Cakes and picnics into wilderness

The Hymamshu Jyothi Kala Peetha was far ahead of its time. No one had heard of the concept of a pre-school yet.

Published: 27th December 2016 11:52 PM  |   Last Updated: 28th December 2016 03:56 AM   |  A+A-

Hymamshu Jyothi Kala Peetha  S Manjunath

Express News Service

The Hymamshu Jyothi Kala Peetha was far ahead of its time. No one had heard of the concept of a pre-school yet. Schools today talk about mixing academics and co-curricular in equal measure.  Hymamshu started with this ideology back in 1942. All this had a lasting influence on its students

BENGALURU: Bengaluru’s first pre-primary school or shishu vihar, the Hymamshu Jyothi Kala Peetha started back in 1942 in Malleswaram celebrated its 75 years recently. A few alumni took City Express down memory lane on how life was like as a student at the school during its early years and how the school moulded them as individuals.

V Prakash, 65, former director of the Central Food Technological Research Institute (CFTRI), Bengaluru and a Padma Shri awardee, studied in the school from nursery till class four between 1955 and 1959. He fondly remembers the practice of giving milk everyday to a stundet in the school during his time there. “This was something that was not done anywhere else at that time in a school. This one glass of milk had a long lasting effect on me,” he says.

Prasad has played a big part in the mid-day meal scheme in the state as the director of CFTRI. He also talks about the time when he and his classmates had to broadcast plays and recitals at the All India Radio at Rajbhavan Road. “After the program we would get cakes and sweets. It made all of us really happy. Come to think of it these sessions really boosted our confidence later in life,” he says.
One of the first five students of the school, Chitra A Rao, 80, is also the daughter of the school’s founders, ML Srinivasa Sastry, a dramatist and Sundaramma. “At that time there were no nursery schools for children. School would usually start when a child was 7 years or 8 years old. My parents would go door-to-door telling people about the merits of such a school. It had had only two rooms then,” says Chitra who is an artist.

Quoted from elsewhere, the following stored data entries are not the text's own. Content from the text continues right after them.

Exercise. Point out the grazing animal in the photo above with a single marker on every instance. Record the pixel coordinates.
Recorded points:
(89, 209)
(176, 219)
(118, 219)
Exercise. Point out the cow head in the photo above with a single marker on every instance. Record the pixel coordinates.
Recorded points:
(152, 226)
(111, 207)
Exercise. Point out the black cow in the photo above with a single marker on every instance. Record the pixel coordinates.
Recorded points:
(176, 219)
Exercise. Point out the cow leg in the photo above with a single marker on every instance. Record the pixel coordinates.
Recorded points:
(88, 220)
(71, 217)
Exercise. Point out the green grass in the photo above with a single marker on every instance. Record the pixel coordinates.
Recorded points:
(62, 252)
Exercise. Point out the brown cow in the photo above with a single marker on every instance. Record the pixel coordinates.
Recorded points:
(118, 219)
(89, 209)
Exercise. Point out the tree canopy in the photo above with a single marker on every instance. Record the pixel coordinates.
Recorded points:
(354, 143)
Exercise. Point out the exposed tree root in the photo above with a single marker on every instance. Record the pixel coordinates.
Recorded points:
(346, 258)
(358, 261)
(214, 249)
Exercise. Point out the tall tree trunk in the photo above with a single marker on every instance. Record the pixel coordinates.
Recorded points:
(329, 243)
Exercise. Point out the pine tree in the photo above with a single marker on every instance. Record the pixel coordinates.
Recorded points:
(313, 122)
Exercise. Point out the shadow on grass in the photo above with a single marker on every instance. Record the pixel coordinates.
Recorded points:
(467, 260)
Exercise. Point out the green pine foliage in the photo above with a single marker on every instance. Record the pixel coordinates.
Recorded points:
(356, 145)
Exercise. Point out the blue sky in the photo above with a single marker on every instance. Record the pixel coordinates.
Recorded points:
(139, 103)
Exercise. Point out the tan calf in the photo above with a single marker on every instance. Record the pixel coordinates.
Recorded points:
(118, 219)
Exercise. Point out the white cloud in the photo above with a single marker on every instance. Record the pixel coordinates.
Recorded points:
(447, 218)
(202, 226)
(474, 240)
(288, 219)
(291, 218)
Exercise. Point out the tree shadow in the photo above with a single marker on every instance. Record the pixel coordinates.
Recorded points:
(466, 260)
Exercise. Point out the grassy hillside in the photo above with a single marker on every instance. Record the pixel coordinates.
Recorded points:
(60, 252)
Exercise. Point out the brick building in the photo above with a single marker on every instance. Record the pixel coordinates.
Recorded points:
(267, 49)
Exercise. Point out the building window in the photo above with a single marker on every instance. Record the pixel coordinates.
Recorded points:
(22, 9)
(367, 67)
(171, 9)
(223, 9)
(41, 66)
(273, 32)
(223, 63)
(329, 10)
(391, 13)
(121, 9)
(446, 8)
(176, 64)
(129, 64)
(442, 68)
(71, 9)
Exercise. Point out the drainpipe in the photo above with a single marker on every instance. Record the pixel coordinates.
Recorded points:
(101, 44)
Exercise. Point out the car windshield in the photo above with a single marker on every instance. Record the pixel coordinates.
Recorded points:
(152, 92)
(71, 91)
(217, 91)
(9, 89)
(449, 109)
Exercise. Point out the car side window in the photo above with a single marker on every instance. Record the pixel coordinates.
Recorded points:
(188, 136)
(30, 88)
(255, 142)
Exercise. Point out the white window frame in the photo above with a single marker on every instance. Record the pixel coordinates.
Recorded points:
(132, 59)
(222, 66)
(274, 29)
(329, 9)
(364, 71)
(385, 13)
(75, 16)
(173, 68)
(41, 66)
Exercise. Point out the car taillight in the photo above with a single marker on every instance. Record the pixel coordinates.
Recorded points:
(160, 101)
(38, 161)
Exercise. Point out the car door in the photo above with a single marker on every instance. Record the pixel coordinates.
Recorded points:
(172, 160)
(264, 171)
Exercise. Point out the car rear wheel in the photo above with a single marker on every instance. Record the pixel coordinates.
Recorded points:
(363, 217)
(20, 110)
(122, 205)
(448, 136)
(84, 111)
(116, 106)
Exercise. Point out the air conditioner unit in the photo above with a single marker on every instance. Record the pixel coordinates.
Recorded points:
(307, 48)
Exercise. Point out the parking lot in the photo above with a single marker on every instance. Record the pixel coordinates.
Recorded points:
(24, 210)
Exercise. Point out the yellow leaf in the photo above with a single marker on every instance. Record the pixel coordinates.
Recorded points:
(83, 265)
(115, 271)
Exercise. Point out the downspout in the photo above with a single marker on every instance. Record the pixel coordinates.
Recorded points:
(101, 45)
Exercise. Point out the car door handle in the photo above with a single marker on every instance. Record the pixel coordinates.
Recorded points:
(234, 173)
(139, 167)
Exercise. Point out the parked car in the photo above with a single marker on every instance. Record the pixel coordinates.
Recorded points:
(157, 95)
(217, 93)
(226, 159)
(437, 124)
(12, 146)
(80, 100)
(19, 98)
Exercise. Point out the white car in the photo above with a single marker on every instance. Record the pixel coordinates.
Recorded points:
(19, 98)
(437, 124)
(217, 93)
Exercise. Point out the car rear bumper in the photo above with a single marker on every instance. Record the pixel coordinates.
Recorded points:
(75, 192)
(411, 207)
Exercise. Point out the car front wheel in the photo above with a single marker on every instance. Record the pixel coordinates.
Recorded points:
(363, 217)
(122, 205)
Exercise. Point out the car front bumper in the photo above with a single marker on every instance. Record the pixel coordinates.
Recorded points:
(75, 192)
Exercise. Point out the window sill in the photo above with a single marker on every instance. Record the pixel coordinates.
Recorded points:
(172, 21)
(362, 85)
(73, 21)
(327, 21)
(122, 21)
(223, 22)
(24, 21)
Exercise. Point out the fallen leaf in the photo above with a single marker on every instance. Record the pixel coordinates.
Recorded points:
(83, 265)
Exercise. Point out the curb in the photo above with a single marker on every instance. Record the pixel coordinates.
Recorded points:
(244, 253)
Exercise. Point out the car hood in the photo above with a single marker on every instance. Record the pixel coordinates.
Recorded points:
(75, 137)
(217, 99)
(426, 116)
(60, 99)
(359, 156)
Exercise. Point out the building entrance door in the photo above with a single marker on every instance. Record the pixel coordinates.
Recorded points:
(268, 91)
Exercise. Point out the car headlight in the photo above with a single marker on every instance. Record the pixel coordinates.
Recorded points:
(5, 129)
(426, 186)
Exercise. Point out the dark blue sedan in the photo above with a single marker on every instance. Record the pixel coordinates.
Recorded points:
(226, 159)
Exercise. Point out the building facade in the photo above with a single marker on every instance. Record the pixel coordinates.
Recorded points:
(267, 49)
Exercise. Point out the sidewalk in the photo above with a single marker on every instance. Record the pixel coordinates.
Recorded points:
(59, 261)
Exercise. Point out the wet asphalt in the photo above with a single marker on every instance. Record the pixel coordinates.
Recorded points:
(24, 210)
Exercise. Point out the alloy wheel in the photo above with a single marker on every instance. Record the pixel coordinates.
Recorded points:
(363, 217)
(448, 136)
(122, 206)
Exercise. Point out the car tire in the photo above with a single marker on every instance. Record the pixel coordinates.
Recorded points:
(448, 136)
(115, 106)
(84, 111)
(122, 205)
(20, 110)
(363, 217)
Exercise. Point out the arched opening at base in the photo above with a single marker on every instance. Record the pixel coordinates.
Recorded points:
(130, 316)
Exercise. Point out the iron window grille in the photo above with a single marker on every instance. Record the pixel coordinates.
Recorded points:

Right from the beginning there was a lot of stress on not only academics but extracurricular activities like sports and art, says Chithra. “We would go on these short excursions to IISc. Back then it was more forested that what it is now. We would roam around and get lost,” she says. One of Chithra’s classmates is the former late Padma Shri awardee, M S Ramkumar.
B V Vijay Kumar, former vice-president, Global Sourcing (Infrastructure Engineering) Wipro joined the school from class one to class 4. “We used to take an hour’s nap. I still remember my teachers carrying me. There was such a bond between teachers and students,” he says.